= Kiribati Court of Appeal =

Supreme Court of Kiribati

The Kiribati Court of Appeal is the supreme court of Kiribati established according to the Constitution of Kiribati of 12 July 1979 (section 90). The Court sits in Betio, South Tarawa.

Sometimes the superior court of Kiribati is also considered to be the High Court of Kiribati because they also share the same building and personal, and the Court of Appeal is a division of High Court, but the Court of Appeal has a superior role.

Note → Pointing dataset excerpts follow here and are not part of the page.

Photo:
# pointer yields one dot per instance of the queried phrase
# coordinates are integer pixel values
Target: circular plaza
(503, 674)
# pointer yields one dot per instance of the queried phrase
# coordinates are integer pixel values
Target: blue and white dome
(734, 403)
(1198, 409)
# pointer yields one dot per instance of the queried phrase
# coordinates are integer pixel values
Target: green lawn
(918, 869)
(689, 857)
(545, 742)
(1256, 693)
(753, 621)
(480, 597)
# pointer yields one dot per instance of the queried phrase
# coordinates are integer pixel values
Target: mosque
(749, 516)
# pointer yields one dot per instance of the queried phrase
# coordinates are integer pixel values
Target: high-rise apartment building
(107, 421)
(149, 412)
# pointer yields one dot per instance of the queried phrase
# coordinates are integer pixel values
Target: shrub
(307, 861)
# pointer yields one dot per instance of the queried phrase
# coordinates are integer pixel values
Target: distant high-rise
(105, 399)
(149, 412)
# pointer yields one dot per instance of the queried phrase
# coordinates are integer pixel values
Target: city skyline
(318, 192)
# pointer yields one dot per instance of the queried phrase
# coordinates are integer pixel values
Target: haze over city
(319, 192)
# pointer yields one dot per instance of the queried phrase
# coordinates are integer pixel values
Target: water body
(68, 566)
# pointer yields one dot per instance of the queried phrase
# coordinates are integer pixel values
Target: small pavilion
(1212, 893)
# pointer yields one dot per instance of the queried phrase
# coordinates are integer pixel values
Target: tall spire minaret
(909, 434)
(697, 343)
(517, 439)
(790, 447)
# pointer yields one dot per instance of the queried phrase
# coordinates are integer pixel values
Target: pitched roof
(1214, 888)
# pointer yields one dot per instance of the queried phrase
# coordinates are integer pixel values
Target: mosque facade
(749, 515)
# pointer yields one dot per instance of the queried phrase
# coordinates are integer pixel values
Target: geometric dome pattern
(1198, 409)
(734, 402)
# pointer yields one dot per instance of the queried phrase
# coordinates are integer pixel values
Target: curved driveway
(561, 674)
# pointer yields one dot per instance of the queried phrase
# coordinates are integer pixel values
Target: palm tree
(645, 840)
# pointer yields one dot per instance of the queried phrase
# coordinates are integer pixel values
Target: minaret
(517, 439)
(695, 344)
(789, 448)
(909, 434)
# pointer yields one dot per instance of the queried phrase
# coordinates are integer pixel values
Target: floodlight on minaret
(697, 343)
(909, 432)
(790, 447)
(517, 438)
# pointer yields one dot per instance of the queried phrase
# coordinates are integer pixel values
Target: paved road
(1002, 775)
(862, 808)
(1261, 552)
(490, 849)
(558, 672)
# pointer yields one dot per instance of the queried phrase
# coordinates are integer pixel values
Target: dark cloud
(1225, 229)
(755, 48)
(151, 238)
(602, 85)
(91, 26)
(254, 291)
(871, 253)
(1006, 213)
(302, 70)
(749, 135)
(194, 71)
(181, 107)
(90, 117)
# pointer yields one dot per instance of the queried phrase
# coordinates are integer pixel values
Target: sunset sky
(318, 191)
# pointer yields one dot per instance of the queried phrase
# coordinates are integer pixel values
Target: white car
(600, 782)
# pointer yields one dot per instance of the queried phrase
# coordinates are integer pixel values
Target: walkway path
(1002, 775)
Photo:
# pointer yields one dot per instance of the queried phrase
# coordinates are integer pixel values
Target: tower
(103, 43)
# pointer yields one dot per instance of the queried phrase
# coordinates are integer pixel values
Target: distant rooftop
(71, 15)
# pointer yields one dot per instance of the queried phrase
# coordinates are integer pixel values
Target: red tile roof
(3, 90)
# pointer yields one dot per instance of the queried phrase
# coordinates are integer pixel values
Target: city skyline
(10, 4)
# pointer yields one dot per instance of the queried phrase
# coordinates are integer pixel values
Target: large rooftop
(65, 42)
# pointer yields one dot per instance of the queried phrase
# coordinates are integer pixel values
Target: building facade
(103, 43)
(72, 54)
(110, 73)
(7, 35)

It consists of at least 5 judges whom the Chief Justice of the High Court of Kiribati and 4 other judges named Justices of Appeal (JA), all of them appointed by the President of Kiribati. There is also a president of the Court, also appointed by the President of Kiribati in accordance to section 90 (3) of the constitution. Chief Justice Bill Hastings was President of the Court of Appeal until he resigned on 6 December 2022. Sir Peter Blanchard, Rodney Hansen and Paul Heath were also members of the Kiribati Court of Appeal. They were suspended on 6 September 2022. The suspensions created the 2022 Kiribati constitutional crisis. The fifth member, Raynor Asher, was appointed but never sworn in.

The Justices of the Court determine appeal and review cases from the High Court, based on question of facts and law and breach of natural justice in general. The Court of Appeal has jurisdiction to hear any civil or criminal appeals as of right from any High Court of Kiribati decision on a question of law.